We observed population-wide declines in New York City adult sum of serum TFAs, with greater reductions among frequent restaurant diners (61.6%) relative to those who hardly dined out (51.1%). This finding is consistent with reductions in TFA content of New York City restaurant foods measured before and after the policy.8,9 The additional decline is expected to have clinical impact as just a 2% increase in calories from TFA has been associated with a 23% increase in coronary heart disease risk.2 Further evidence for a clinical impact comes from ecologic studies comparing New York state jurisdictions with and without such TFA policies; the former have lower rates of myocardial infarction- and stroke-related hospitalizations10 and cardiovascular disease mortality.11 Given the proliferation of policies to restrict restaurant use of TFAs across the United States, these findings suggest opportunity for broad impact. We expect that the FDA-mandated removal of partially hydrogenated oils from the US food supply, which went into effect on June 18, 2018, will result in a further decrease in TFA exposure nationwide.

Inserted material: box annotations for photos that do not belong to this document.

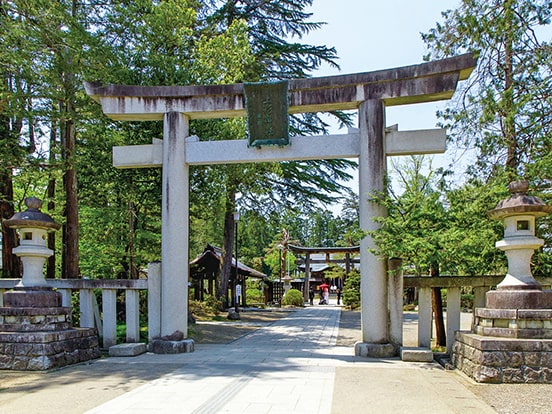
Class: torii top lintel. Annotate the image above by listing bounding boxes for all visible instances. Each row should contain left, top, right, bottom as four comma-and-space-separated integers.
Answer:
85, 54, 476, 121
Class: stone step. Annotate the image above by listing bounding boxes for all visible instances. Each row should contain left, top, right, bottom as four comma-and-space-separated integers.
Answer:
400, 347, 433, 362
109, 342, 147, 357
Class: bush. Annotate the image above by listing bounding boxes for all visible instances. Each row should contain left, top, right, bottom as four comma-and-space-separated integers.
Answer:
282, 289, 305, 306
343, 271, 360, 309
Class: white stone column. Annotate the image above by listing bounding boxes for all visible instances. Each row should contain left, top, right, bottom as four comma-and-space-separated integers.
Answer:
102, 289, 117, 348
148, 262, 161, 341
125, 289, 140, 343
418, 287, 433, 348
57, 289, 73, 308
161, 112, 189, 338
387, 258, 403, 346
447, 287, 461, 355
79, 289, 96, 328
358, 100, 389, 354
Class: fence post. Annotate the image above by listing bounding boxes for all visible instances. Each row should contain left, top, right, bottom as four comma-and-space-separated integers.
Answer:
58, 289, 73, 308
418, 287, 433, 348
148, 262, 161, 341
447, 287, 460, 354
102, 289, 117, 348
79, 289, 96, 328
387, 258, 403, 347
125, 289, 140, 343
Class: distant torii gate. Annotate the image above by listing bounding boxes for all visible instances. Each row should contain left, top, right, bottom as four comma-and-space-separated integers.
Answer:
85, 54, 476, 356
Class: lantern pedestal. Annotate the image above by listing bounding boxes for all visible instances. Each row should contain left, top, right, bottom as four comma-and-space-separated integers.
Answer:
0, 197, 100, 371
452, 182, 552, 383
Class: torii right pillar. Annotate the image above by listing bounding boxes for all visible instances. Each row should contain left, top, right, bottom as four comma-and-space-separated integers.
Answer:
355, 99, 397, 358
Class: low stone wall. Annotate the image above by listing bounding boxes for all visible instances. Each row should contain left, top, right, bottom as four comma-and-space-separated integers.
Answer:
451, 331, 552, 384
0, 328, 100, 371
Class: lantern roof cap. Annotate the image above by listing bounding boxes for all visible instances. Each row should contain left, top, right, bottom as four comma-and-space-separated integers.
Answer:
4, 197, 60, 231
489, 180, 552, 220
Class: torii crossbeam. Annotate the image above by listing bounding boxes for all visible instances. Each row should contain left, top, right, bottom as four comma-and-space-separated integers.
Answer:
85, 54, 476, 356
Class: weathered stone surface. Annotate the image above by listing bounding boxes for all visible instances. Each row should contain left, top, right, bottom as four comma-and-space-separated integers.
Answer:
400, 348, 433, 362
355, 342, 397, 358
109, 343, 147, 357
227, 309, 241, 321
487, 290, 552, 310
4, 287, 61, 308
473, 365, 502, 383
148, 339, 194, 354
451, 332, 552, 383
0, 328, 100, 371
523, 367, 543, 384
502, 368, 525, 384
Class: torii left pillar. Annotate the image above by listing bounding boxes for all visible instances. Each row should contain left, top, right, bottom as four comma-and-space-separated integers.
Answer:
160, 112, 189, 338
355, 99, 390, 357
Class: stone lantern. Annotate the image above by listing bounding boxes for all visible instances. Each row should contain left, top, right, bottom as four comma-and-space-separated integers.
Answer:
452, 181, 552, 383
487, 181, 552, 309
4, 197, 60, 288
0, 197, 100, 371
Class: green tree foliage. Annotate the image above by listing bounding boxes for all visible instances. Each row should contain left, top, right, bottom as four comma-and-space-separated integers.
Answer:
282, 289, 304, 307
422, 0, 552, 274
423, 0, 552, 181
343, 270, 360, 309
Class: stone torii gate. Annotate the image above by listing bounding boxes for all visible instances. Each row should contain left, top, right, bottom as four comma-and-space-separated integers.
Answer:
85, 54, 476, 356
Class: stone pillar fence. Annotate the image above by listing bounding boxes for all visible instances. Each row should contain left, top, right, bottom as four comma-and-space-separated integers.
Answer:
0, 268, 552, 352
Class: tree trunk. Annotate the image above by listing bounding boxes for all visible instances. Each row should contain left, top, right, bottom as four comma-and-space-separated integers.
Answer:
430, 263, 447, 346
217, 191, 236, 309
0, 168, 21, 278
60, 0, 80, 278
502, 0, 518, 176
128, 201, 138, 279
62, 110, 79, 279
46, 122, 56, 279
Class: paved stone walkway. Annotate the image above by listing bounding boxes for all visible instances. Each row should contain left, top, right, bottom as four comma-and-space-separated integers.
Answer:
88, 306, 495, 414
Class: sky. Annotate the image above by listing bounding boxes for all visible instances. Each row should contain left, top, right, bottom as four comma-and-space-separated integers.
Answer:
303, 0, 459, 130
301, 0, 471, 205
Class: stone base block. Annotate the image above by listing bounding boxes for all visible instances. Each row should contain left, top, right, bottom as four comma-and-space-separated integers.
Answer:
355, 342, 397, 358
486, 289, 552, 309
148, 339, 194, 354
0, 307, 72, 332
473, 308, 552, 339
0, 328, 100, 371
400, 348, 433, 362
109, 343, 147, 356
451, 331, 552, 384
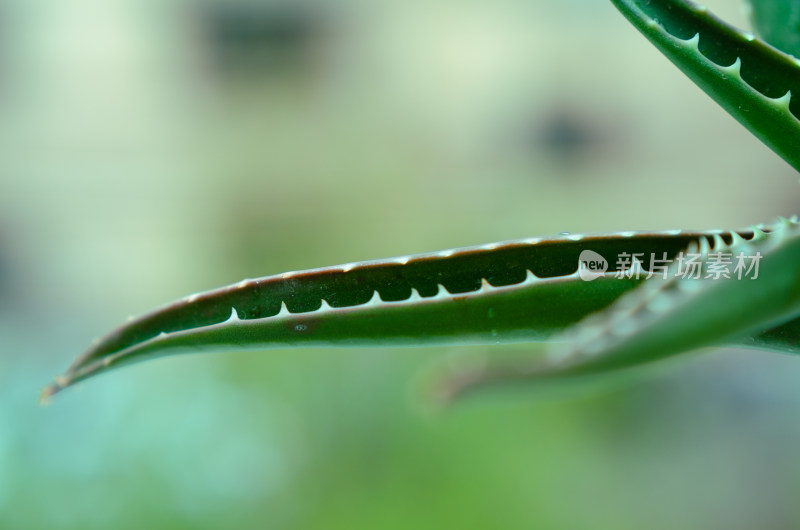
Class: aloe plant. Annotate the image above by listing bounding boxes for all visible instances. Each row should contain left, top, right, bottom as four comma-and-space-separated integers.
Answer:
43, 0, 800, 398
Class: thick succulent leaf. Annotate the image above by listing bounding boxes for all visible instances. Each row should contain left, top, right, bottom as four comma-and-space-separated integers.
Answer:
553, 219, 800, 373
45, 220, 800, 396
749, 0, 800, 57
612, 0, 800, 170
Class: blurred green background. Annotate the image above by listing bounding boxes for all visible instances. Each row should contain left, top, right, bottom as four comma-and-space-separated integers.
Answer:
0, 0, 800, 529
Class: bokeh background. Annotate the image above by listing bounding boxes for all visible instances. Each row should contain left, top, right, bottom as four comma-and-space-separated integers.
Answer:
0, 0, 800, 530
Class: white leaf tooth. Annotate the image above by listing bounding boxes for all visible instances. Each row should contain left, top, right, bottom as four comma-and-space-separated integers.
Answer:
714, 234, 728, 252
275, 302, 291, 318
771, 90, 792, 112
720, 57, 742, 79
679, 33, 700, 53
364, 290, 383, 306
699, 236, 711, 257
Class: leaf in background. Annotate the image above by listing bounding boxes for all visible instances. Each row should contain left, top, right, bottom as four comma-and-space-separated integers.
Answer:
748, 0, 800, 57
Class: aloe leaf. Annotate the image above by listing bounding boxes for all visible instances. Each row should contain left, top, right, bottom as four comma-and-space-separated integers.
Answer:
44, 221, 800, 397
612, 0, 800, 170
553, 219, 800, 372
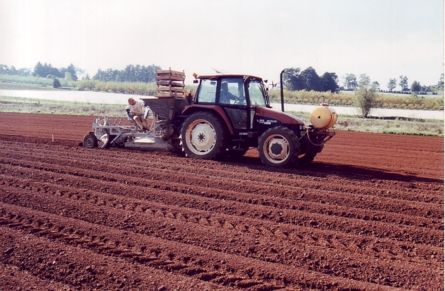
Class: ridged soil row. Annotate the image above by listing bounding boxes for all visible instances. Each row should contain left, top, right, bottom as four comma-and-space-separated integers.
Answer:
2, 160, 443, 250
3, 153, 443, 224
0, 175, 443, 265
3, 188, 440, 288
0, 142, 443, 203
0, 228, 234, 290
0, 262, 72, 291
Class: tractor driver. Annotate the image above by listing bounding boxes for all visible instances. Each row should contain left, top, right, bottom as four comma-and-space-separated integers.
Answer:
125, 98, 149, 130
219, 82, 238, 104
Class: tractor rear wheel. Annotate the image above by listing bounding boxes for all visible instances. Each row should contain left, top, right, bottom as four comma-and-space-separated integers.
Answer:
258, 126, 300, 167
83, 132, 97, 148
181, 112, 227, 160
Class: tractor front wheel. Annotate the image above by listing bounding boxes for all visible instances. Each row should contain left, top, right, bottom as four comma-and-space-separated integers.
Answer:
258, 126, 300, 167
83, 132, 97, 148
181, 112, 227, 160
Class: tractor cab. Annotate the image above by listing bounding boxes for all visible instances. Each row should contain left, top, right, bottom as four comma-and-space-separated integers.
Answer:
194, 74, 270, 131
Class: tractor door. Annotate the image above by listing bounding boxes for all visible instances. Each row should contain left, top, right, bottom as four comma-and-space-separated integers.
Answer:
217, 77, 250, 131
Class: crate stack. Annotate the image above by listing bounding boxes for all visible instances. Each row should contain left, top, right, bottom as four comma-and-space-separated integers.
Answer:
156, 69, 187, 98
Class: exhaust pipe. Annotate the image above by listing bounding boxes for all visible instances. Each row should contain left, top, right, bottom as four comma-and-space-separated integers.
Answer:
280, 69, 286, 112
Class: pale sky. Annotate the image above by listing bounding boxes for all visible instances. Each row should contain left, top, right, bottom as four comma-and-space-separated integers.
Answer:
0, 0, 444, 89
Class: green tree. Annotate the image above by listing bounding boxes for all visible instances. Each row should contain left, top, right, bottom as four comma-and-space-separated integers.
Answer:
283, 68, 303, 91
437, 73, 443, 90
66, 64, 78, 81
386, 79, 397, 91
344, 74, 357, 90
354, 86, 377, 118
411, 81, 422, 92
65, 72, 73, 82
320, 72, 338, 92
399, 75, 408, 91
299, 67, 323, 91
371, 81, 380, 91
53, 79, 62, 88
358, 74, 371, 87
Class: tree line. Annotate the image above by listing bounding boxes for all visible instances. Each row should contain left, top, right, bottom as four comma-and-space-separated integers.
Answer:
283, 67, 339, 92
0, 62, 161, 83
283, 67, 444, 93
93, 65, 161, 83
0, 62, 444, 93
341, 74, 444, 93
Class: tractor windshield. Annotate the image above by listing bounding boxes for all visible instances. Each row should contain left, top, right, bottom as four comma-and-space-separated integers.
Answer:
249, 79, 266, 107
197, 79, 216, 103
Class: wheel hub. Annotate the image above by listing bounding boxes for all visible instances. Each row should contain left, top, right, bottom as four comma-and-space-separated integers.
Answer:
268, 137, 289, 160
190, 122, 216, 154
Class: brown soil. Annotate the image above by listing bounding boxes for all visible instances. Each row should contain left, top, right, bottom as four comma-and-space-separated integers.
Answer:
0, 113, 444, 290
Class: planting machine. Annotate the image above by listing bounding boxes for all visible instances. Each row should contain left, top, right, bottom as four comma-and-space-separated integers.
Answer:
83, 70, 337, 166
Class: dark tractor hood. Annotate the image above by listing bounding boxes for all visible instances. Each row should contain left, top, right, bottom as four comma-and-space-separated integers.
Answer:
255, 107, 304, 125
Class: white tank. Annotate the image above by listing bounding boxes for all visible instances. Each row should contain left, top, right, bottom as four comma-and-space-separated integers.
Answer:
309, 103, 338, 129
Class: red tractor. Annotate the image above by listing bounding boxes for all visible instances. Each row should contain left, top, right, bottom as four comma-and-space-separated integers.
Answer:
84, 70, 337, 166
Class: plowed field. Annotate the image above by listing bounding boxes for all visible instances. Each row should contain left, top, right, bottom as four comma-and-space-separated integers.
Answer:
0, 113, 444, 290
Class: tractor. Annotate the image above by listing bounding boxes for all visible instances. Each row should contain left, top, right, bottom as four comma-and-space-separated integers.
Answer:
84, 70, 337, 167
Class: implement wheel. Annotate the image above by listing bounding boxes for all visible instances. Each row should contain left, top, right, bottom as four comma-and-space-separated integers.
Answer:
83, 132, 97, 148
258, 126, 300, 167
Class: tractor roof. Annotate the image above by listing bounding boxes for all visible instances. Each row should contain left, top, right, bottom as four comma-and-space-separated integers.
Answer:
196, 74, 263, 80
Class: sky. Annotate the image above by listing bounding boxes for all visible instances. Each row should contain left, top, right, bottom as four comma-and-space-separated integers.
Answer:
0, 0, 444, 89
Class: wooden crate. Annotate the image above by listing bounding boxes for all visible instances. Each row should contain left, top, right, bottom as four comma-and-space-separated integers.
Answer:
156, 69, 188, 98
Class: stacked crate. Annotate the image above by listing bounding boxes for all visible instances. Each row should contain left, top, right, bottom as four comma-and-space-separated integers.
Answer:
156, 69, 187, 98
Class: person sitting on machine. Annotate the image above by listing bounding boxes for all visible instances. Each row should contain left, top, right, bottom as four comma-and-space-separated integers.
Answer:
125, 98, 149, 130
219, 82, 238, 104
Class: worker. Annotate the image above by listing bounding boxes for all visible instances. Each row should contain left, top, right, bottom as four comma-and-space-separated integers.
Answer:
126, 98, 149, 131
219, 82, 238, 104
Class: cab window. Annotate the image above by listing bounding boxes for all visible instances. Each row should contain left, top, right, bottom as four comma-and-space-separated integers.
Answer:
219, 78, 246, 105
249, 80, 266, 107
198, 79, 216, 103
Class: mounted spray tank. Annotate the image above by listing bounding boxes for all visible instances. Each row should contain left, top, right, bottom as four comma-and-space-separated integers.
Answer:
309, 103, 338, 129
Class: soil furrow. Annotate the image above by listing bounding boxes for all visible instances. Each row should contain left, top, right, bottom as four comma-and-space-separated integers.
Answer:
0, 112, 444, 291
2, 201, 439, 288
1, 162, 443, 246
0, 205, 398, 290
3, 179, 443, 264
1, 142, 443, 204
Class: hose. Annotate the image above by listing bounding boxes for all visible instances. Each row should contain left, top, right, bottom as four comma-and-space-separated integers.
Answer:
306, 130, 333, 147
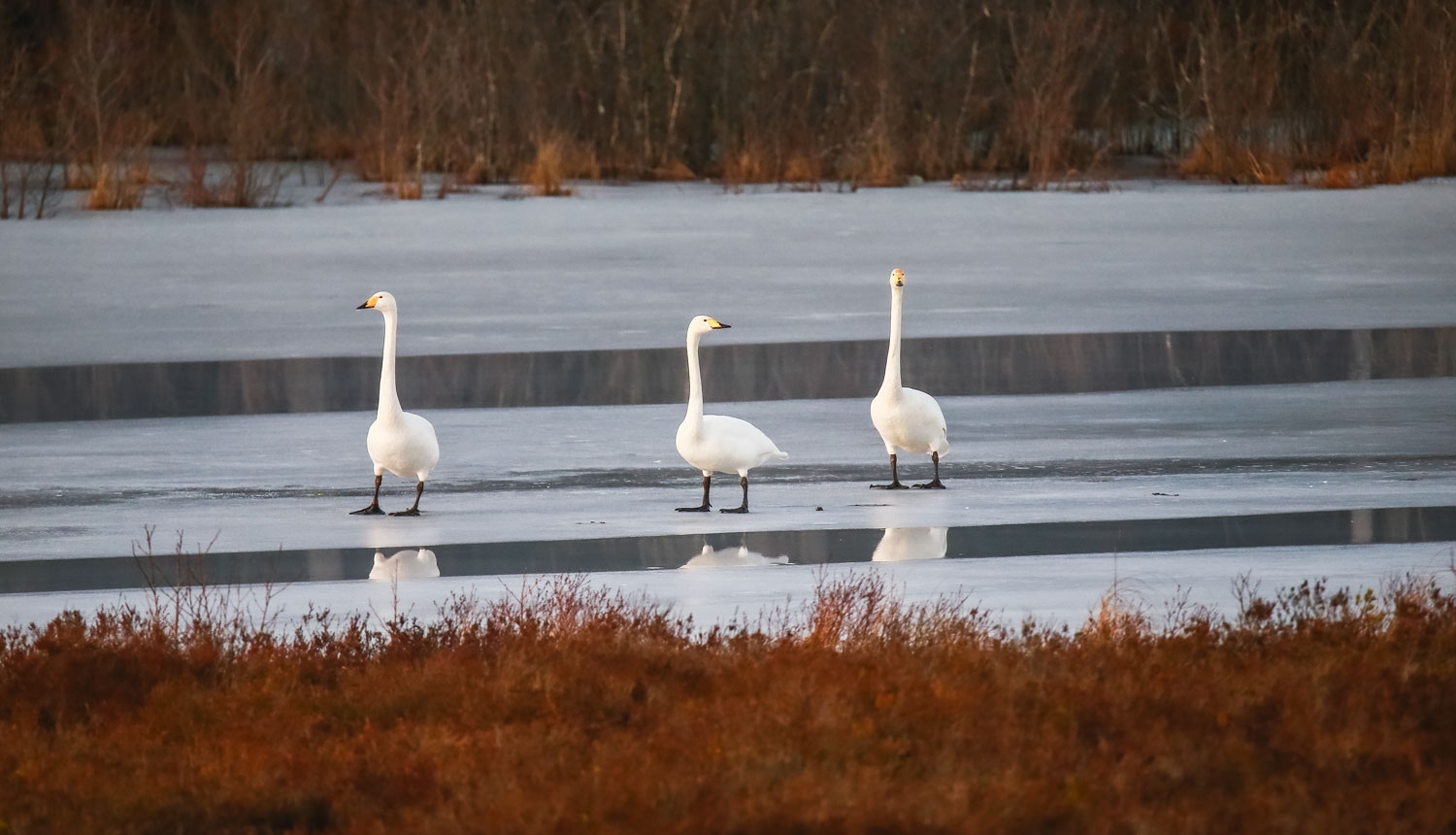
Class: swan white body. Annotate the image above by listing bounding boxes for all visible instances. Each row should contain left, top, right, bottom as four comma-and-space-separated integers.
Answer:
355, 293, 440, 516
870, 270, 951, 486
369, 548, 440, 583
678, 317, 789, 513
870, 527, 951, 562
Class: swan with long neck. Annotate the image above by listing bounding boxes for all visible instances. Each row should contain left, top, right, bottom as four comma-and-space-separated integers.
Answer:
678, 317, 789, 513
354, 293, 440, 516
870, 270, 951, 489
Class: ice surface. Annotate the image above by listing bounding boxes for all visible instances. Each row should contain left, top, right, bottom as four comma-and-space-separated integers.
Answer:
0, 544, 1456, 626
0, 181, 1456, 622
0, 180, 1456, 366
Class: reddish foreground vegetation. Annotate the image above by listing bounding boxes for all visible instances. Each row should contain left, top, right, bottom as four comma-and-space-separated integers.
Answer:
0, 576, 1456, 833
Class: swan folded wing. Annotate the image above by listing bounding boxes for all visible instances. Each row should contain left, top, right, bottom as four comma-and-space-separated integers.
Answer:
369, 413, 440, 480
870, 389, 951, 454
678, 416, 789, 472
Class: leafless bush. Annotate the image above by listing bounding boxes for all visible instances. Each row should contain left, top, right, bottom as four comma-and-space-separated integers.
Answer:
0, 0, 1456, 207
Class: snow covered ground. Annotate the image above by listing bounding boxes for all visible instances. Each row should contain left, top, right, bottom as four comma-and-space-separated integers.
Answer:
0, 181, 1456, 623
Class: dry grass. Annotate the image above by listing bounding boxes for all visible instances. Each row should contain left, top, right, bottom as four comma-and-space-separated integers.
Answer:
518, 136, 602, 197
0, 565, 1456, 832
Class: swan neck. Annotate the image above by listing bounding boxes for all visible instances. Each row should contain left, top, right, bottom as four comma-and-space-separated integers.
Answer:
881, 287, 905, 390
379, 311, 405, 418
687, 334, 704, 424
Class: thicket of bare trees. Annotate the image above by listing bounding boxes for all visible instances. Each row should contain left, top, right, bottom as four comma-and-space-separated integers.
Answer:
0, 0, 1456, 215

The overall 57% decline in New York City adult serum TFAs between 2004 and 2014 is comparable in magnitude to the 54% decline observed nationally between 1999–2000 and 2009–2010.12 The 2006 FDA requirement of TFA nutrition labeling, industry reformulation to reduce TFA in packaged food, and increased population avoidance of TFAs have likely contributed to the overall declines observed nationally and locally in New York City. Nevertheless, the differential decline we reported among high restaurant frequenters suggests an independent impact of the TFA restriction.

This study is limited by its small sample size, which reduced certainty around estimates and precluded explorations of subgroup differences. In addition, self-reported WRMF is unreliable. The definition of a “meal” is subjective and may represent a range of potential TFA exposure. The reported policy impact is specific to New York City patterns of frequenting restaurants and the healthfulness of local menu choices in 2004; the impact of a similar policy might be greater in jurisdictions with a greater number of fast-food chains where individuals with less healthy lifestyles dine out more frequently.

Study strengths include the use of a population-based HANES, objectively measured biomarkers, and an efficient statistical approach.

PUBLIC HEALTH IMPLICATIONS

Policy aimed at sustainable improvements in the nutritional content of restaurant foods can be a means to measurably improve public health.

ACKNOWLEDGMENTS

This project was supported by the de Beaumont Foundation (2012009) with additional support from the Robin Hood Foundation (13-00272), Robert Wood Johnson Foundation, the New York State Health Foundation (11-00765), the Doris Duke Charitable Foundation (2014070), the New York City Department of Health and Mental Hygiene, Hunter College Office of the Provost, the City University of New York Vice Chancellors Office of Research, City University of New York School of Public Health Dean’s Office, Quest Diagnostics, and the Centers for Disease Control and Prevention–funded New York University–City University of New York Prevention Research Center (U48DP005008).

We acknowledge the assistance of researchers Shannon Farley, PhD, Claudia Chernov, MPH, Sharon Perlman, MPH, Sam Caudill, PhD, Jesica Rodriguez-Lopez, MPH, and Rania Kanchi, MPH, and others from the City University of New York School of Public Health and the New York City Department of Health and Mental Hygiene who supported the survey, including field staff. We thank New York City Health and Nutrition Examination Survey participants for making this study possible.

CONFLICTS OF INTEREST

The authors declare that there are no conflicts of interest.

HUMAN PARTICIPANT PROTECTION

The collection of data from study participants was approved by the institutional review board of the New York City Department of Health and Mental Hygiene.